Rosacea is most commonly known by its obvious physical manifestation, an excessive reddening of the cheeks and small dilated blood vessels on the skin of the face. In more severe cases, there can also be small pustules or bumps on the skin, as well as general swelling. It most commonly affects the cheeks, forehead, chin, ears, and the area near the eyes, but it can also affect the neck and chest.
The redness is difficult to diagnose as rosacea, specifically, because it is often exacerbated during other red-faced activities, such as strenuous exercise, embarrassment, movement from cold to warm environments, heat, sunburn, stress, etc.
In most cases, there will never be a formal diagnosis or treatment, because the symptoms are mild. In more serious cases, such as those involving pustules or swelling, medical attention may be required to prevent permanent scarring.
There are four main types of rosacea, three of which affect the skin of the face, while the fourth affects the eyes. The three skin varieties include one where there is permanent redness on the face, another where red bumps and pustules present themselves (easily confused with acne), and the third variety manifests as excessive thickening of the skin on the nose, forehead, and cheeks, in addition to redness.

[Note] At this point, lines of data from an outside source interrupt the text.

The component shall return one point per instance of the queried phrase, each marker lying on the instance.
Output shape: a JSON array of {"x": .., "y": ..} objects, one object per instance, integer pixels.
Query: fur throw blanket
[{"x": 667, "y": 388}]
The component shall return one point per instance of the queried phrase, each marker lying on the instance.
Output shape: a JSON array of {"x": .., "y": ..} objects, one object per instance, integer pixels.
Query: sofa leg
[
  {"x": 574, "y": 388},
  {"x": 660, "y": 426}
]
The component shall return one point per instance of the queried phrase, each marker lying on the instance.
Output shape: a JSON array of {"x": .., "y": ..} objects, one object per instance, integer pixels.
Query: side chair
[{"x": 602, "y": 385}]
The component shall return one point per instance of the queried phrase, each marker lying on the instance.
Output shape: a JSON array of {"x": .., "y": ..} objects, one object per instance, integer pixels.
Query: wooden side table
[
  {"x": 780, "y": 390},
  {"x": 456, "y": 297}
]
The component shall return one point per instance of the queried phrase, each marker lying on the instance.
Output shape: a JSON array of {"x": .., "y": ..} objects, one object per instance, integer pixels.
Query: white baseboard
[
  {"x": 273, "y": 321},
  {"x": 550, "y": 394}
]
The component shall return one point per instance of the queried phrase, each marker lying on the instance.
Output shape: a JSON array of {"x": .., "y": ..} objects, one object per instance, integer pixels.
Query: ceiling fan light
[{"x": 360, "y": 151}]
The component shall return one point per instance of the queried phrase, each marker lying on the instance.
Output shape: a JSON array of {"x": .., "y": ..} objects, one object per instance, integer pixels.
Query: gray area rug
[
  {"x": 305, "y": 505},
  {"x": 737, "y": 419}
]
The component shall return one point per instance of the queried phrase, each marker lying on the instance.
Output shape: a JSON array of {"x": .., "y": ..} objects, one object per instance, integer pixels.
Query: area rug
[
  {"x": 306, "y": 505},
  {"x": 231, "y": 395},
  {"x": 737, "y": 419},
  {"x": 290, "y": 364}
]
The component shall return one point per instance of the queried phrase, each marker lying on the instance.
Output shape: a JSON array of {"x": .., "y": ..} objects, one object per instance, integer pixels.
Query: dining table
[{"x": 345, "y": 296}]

This variety of rosacea can cause permanent scarring or slight facial disfigurement.
While the exact causes of rosacea are unknown, some of the contributing factors are listed below:
- Weather: Sun exposure, strong winds, and humidity are some of the factors that can contribute towards triggering rosacea.
- Emotional factors: Anxiety, anger, and stress can trigger this condition of the skin.
- Lifestyle: Certain lifestyles that involve over-consumption of alcohol, no exercise or rigorous exercise, use of cosmetics, and saunas can also act as a trigger.
- Medications or medical conditions: A constant cough, cold, fever, chronic illnesses like hypertension can also cause rosacea. Certain medications that are used to cure other conditions, like corticosteroids, might also have side-effects that include the onset of rosacea.
- Facial blood vessels: Expansion of the blood vessels of the face can also cause the red bumps and inflammation.
- Other: Rosacea is also caused by natural allergens, processed food, imbalanced enzymes, gastrointestinal bacteria, and certain types of mites.
Signs and symptoms of rosacea may include:
- Facial redness: There is a persistent redness in the central facial region. The blood vessels on your nose and cheeks can also swell and become visible.
- Swollen red bumps: Many with rosacea get acne-like bumps on their face that may contain pus. The skin feels heated and tender to the touch.
- Eye problems: Some also experience eye dryness, irritation, and swollen, reddened eyelids.
- Enlarged nose: In rare cases, this skin condition can cause thickening of the skin on the nose, making it appear bulbous.